Si le Docteur [D] estime dans son expertise du 24 mai 2024 que l'état de santé de M. [S] [L] [K] s'est amélioré et est compatible avec une levée de la mesure de soins psychiatriques, le Docteur [T] considère pour sa part, dans son expertise du 1er juillet 2024, que la levée des soins psychiatriques sans consentement serait prématurée en raison de l'antécédent de passage à l'acte, du caractère chronique de la paranoïa, de la structuration paranoïaque de la personnalité, de l'anosognosie et de l'adhésion superficielle de la prise en charge.
Le Docteur [T] précise que l'évaluation psychiatrique met en évidence une psychose chronique non schizophrénique, une paranoïa, évoluant depuis au moins l'âge de 38 ans. La paranoïa s'exprime sous la forme d'un vécu persécutoire de la relation à l'autre entraînant un ressenti de danger et de préjudice. Il est indiqué que la symptomatologie délirante persiste et n'est pas critiquée. Le patient n'a notamment exprimé aucun sentiment de regret ou de culpabilité vis-à-vis de sa victime. La mise en place d'un traitement médicamenteux a permis un apaisement du vécu délirant, moins générateur d'angoisse ou d'agressivité. Mais la conscience de ses troubles par M. [S] [L] [K] est superficielle si ce n'est absente. L'adhésion au traitement est uniquement sous-tendue par le cadre légal de la prise en charge. La poursuite des soins psychiatriques, et notamment du traitement médicamenteux, est le principal facteur de réduction de la dangerosité. En effet, les patients paranoïaques ayant généralement un niveau d'insight médiocre, il existe des risques d'inobservance du traitement. Enfin, si le patient a déjà bénéficié de sorties, il n'est jamais sorti seul de l'établissement pour le moment.

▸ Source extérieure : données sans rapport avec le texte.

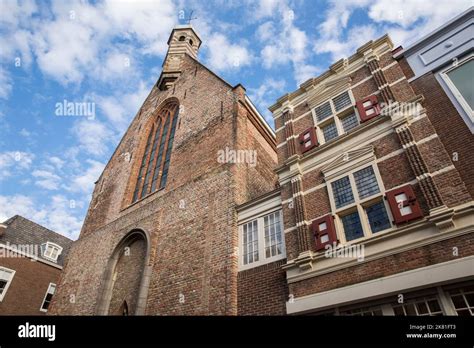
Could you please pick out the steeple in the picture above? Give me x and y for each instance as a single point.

Selon un avis du 19 juillet 2024, le collège prévu par l'article L.3211-12-1 du code de la santé publique a émis un avis favorable à la transformation de l'hospitalisation en programme de soins ambulatoire. Les professionnels relèvent que le patient est calme, qu'il ne présente pas de troubles du comportement, qu'il persistait toujours une tendance à l'interprétation et à la psychorigidité en lien avec une personnalité paranoïaque, mais moins prononcée qu'au début de la prise en charge, qu'il émet des regrets par rapport à son geste violent, ne verbalise pas de velléités de vengeance et accepte sans difficulté le traitement proposé.

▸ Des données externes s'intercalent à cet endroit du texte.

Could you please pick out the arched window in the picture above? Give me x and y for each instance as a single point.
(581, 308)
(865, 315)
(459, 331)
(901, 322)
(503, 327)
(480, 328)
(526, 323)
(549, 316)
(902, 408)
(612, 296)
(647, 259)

Le certificat médical du 2 août 2024 fait état d'éléments identiques.
Ainsi, si la situation de M. [S] [L] [K] connaît une amélioration dans un contexte de prise en charge structurée, il n'en demeure pas moins que le maintien des soins requis sous la forme contrainte reste, en l'état, au regard tant des conclusions de l'expert détaillées ci-dessus, le seul moyen de s'assurer pour le moment l'observance par M. [S] [L] [K] de son traitement. L'amélioration de son état et l'adhésion aux soins doivent se confirmer de manière suffisamment solide et durable pour envisager de poursuivre ces soins sous une autre forme.

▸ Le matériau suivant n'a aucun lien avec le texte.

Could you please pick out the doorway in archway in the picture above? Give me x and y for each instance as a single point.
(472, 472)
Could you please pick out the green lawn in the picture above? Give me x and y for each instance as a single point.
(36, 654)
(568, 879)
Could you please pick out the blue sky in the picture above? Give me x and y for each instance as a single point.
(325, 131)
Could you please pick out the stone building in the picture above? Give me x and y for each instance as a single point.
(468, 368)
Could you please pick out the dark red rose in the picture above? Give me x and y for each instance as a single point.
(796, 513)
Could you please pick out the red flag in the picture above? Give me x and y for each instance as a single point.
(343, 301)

Dans ces conditions, l'hospitalisation de l'intéressé doit, en l'état, se poursuivre sous la forme contrainte, étant rappelé qu'il n'est pas du ressort du juge de substituer son appréciation à l'évaluation médicale de l'état de santé et de l'adhésion aux soins du patient.
PAR CES MOTIFS :
CONFIRME la décision du 24 juillet 2024 prise par le Juge des Libertés et de la Détention du tribunal judiciaire de Mulhouse,
LAISSE les dépens à la charge du Trésor.